As estações que levam ao Palácio de La Moneda (sede do governo), a Plaza das Armas e Cerro de Santa Lucía estão fechadas.

Os três monumentos são uma das principais atrações turísticas da capital chilena. Ficam todos localizados no centro histórico da cidade, e estão cercados pela polícia.

Ali perto fica a Plaza Baquedano (ou Plaza Italia), epicentro das manifestações contra o governo neoliberal de Sebastián Piñera.

Uma multidão, a maioria jovens, se reúne nessa praça desde o dia 14 de outubro para tentar mudar a política econômica do país, que tem gerado enorme desigualdade social.


Desde então, escolas e universidades na cidade suspenderam as aulas. A manifestação do dia 25 de outubro – a maior até aqui – atraiu 1,2 milhão de pessoas, mas há a expectativa de superá-lo.

Com convocação intensa pelas redes sociais, espera-se que o protesto desta quarta-feira 6 tenha proporções gigantescas e seja capaz de superar o recorde de participantes em encontros desse tipo desde o fim da ditadura chilena em 1990.

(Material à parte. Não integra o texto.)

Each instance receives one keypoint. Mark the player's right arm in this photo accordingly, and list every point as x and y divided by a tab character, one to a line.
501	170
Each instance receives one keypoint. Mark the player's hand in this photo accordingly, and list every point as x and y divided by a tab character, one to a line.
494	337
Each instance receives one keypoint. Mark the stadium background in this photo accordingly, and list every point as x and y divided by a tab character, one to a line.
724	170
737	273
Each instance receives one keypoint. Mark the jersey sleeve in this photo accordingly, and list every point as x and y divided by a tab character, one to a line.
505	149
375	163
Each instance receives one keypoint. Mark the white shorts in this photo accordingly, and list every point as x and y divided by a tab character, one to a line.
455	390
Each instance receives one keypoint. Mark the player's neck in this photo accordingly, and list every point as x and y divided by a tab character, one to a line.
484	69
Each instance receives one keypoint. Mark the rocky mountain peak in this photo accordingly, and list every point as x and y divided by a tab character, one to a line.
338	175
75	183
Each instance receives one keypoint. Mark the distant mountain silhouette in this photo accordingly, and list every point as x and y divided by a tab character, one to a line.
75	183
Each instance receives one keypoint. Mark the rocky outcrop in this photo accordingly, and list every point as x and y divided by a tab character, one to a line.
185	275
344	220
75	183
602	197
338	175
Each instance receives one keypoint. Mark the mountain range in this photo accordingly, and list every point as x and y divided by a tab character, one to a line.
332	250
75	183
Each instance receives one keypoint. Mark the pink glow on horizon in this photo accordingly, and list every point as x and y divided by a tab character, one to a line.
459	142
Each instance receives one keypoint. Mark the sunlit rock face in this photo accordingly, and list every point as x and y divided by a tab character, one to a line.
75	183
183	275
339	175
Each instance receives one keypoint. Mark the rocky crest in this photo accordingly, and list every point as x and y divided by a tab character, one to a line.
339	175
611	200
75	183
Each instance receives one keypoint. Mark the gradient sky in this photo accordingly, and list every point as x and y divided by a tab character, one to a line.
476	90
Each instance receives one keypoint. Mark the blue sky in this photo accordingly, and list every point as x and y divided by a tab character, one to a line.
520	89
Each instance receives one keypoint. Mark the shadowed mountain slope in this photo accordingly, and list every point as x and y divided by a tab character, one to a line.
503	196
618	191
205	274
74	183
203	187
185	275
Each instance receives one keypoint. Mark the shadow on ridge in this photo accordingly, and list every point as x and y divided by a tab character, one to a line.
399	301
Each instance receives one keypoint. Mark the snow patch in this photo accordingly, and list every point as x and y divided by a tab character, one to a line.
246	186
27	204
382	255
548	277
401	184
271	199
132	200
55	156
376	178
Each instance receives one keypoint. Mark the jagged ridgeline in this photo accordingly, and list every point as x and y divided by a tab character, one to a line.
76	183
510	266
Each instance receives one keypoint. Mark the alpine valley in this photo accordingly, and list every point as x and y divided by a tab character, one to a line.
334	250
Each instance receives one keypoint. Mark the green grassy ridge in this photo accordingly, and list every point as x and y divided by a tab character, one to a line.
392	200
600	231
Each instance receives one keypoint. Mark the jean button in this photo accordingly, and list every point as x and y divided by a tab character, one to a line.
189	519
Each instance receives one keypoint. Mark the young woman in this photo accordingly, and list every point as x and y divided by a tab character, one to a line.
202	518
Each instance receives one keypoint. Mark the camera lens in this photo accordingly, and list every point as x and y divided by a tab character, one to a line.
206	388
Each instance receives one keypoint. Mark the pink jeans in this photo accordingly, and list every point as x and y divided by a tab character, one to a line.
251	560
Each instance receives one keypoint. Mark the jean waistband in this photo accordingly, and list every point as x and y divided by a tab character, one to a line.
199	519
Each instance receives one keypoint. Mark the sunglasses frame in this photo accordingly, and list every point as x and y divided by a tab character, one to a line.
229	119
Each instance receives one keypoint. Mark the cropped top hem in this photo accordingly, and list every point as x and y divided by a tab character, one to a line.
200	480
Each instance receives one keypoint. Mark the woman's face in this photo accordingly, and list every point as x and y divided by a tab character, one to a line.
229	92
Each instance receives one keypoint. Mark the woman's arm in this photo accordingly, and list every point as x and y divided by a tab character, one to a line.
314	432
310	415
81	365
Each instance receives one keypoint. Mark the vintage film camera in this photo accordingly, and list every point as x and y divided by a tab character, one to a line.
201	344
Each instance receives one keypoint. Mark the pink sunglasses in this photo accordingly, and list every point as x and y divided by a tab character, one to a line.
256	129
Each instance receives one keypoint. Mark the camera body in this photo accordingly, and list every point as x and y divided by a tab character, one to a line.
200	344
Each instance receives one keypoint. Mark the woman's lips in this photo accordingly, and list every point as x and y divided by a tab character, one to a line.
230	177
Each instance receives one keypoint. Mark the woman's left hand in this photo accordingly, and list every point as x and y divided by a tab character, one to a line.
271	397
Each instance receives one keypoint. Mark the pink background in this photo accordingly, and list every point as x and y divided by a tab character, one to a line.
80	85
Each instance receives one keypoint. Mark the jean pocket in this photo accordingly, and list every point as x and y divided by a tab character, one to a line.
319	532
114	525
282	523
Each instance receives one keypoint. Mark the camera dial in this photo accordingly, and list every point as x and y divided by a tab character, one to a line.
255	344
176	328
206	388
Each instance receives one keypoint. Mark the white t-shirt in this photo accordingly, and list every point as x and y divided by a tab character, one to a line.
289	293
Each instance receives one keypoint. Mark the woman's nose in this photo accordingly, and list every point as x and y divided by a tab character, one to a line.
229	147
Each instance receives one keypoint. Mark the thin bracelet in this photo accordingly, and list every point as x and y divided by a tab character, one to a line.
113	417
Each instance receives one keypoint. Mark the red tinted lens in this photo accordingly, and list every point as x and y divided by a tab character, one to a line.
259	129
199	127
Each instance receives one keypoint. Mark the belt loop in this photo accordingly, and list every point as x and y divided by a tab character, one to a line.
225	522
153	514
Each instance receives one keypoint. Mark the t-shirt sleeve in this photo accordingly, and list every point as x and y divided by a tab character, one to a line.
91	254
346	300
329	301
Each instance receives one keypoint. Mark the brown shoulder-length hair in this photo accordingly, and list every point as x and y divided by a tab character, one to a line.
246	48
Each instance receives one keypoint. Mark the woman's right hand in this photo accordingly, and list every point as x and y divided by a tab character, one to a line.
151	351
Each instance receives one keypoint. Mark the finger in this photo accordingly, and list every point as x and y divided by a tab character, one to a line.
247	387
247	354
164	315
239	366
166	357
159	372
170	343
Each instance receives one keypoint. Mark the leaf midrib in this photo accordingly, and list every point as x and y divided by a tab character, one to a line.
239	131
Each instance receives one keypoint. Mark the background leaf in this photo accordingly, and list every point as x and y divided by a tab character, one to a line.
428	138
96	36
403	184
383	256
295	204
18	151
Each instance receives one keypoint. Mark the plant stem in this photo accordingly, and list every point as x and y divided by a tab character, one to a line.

Na segunda 4, acompanhei mais um dia de manifestações na capital. Bandeiras do Chile e dos índios Mapuche, símbolo de resistência, eram vendidas por ambulantes nas proximidades, assim como apitos.

Chegando mais perto, avistei um posto da Cruz Vermelha montado para dar assistência aos manifestantes.

Batendo panelas, grupos de jovens avançavam pela Avenida Providencia, principal via pública urbana de Santiago, àquela altura já fechada aos carros.

Parte dos que protestam pedem uma nova Constituição ao país, já que a atual fora feita ainda sob o regime militar de Pinochet. Outra parte, porém, reivindica mudanças no modelo econômico.

Manifestantes pedem nova Constituição durante protestos em Santiago – Foto: Augusto Diniz

Entre os manifestantes que vejo, uma parcela usa faixas para homenagear os 20 manifestantes mortos nos protestos recentes.

Além disso, há também cartazes com fotos daqueles que os manifestantes consideram como assassinados pelo Estado chileno.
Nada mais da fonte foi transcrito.